Dr. Stefan Stern 14.09.201012:50 Uhr

Bayerns Ärzte hadern mit.........der Ärztezeitung

Sehr geehrte Redaktion,

die tendenziöse Berichterstattung der Ärztezeitung gegen die Einführung der ambulanten Kodierregeln (AKR) wird langsam aber sicher unerträglich. Verzeihung, aber man muss nach der Lektüre Ihres Artikels wirklich den Eindruck haben, der Autor habe die AKR weder gelesen noch verstanden, worum es dabei geht.

Beispiel 1: Wenn ein KHK-Patient einen Herzinfarkt erleidet, dann MUSS logischerweise sowohl die KHK als auch der akute Infarkt codiert werden. Alles andere wäre absurd und würde weder den Aufwand des Arztes, noch die Morbidität des Patienten korrekt abbilden. Wenn der Patient dann im nächsten Quartal wiederkommt, wird halt ein "alter Myokardinfarkt" verschlüsselt. Die Kodierung der KHK bleibt davon völlig unberührt. Sie muß im Gegensatz zu Ihren Ausführungen auch nicht ständig neu codiert werden, sondern kann wie alle behandlungsrelevanten Dauerdiagnosen mit einem Mausklick (sog. "Gesamtbestätigung") von einem Quartal zum nächsten übernommen und abgerechnet werden. Ihre Behauptung, es gäbe nun keine Dauerdiagnosen mehr, entbehrt jeder Grundlage und zeigt nur, dass Sie sich mit dem Thema noch nicht ausreichend beschäftigt haben.
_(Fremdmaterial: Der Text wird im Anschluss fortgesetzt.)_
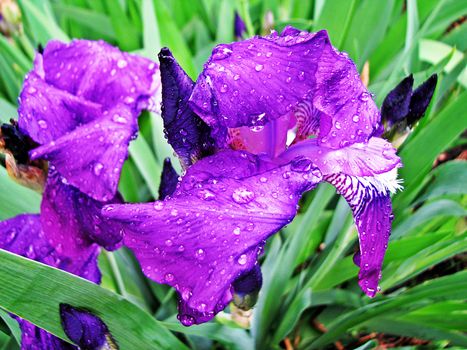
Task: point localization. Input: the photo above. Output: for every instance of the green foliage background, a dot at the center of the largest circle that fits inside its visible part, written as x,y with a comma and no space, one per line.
310,295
Beispiel 2: Wenn ein Patient mit einem Symptom kommt, das nicht sofort einer Erkrankung zugeordnet werden kann, dann wird das Symptom kodiert. Basta. Was ist daran so kompliziert? Man kann auch zusätzlich die vermutete Erkrankung mit "V" codieren. Oder abwarten, bis man die Diagnose gesichert hat und erst dann mit "G" codieren. Es soll jedenfalls genau das abgebildet werden, was man hat. Nicht mehr und nicht weniger. Dass dadurch angeblich der hausärztliche Alltag verzerrt abgebildet würde, ist eine jener Behauptungen der Ärztezeitung, die man nur mit Kopfschütteln zur Kenntnis nehmen kann.
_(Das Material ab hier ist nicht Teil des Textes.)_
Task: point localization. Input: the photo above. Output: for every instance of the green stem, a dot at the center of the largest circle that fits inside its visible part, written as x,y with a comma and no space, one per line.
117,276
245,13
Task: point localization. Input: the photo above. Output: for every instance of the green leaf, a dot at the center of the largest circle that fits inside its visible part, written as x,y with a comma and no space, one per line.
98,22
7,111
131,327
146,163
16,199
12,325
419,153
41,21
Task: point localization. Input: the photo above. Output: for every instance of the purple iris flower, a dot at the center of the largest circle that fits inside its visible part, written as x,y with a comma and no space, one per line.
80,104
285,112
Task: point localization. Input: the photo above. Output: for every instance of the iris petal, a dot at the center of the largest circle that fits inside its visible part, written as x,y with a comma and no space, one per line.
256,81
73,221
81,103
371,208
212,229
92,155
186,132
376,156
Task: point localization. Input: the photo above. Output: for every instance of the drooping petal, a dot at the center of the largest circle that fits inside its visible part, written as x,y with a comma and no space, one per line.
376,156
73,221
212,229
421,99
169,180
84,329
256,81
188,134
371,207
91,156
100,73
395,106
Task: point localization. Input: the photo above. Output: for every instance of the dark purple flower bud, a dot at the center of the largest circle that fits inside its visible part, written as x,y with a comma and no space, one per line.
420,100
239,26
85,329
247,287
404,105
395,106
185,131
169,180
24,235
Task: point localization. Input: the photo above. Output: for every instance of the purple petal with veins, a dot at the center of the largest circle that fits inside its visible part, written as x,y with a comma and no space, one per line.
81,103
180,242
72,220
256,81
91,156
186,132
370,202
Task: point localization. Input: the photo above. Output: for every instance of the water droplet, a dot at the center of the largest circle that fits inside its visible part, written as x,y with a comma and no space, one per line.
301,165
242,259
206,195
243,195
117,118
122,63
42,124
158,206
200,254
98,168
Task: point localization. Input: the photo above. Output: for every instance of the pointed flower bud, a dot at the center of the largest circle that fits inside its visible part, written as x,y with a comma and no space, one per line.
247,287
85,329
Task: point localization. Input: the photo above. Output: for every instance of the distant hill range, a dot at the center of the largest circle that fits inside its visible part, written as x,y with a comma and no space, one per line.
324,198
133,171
Beispiel 3: Die ICD-Codes. Sie sind seit Jahren bekannt und ändern sich auch nicht. Zusätzlich wurde den Hausärzten eingeräumt bei der maximal vierstelligen Kodierung zu bleiben, auch wenn die Spezifität der Kodierung darunter erheblich leidet.

Ich bitte Sie vor allem um Eines: versuchen Sie doch bitte, Ihrem journalistischen Auftrag gerecht zu werden und beschränken Sie sich anstelle von Polemik und falschen Informationen auf die harten Fakten.

Ohne Frage: die Einführung der AKR ist für alle Ärzte mit einem initialen Mehraufwand verbunden! Sicherlich ist das A und O eine gut funktionierende Software! Sicherlich könnte man sich vorstellen, das eine oder andere Thema kodiertechnisch noch zu vereinfachen! Das heißt aber noch lange nicht, dass man die AKR a priori verdammen sollte. Eine korrekte Abbildung des Behandlungsaufwands und der Morbidität ist gesetzlich geboten und sollte für jeden Arzt eine Selbstverständlichkeit sein. Die AKR bieten dafür eine sehr gute Ausgangsposition.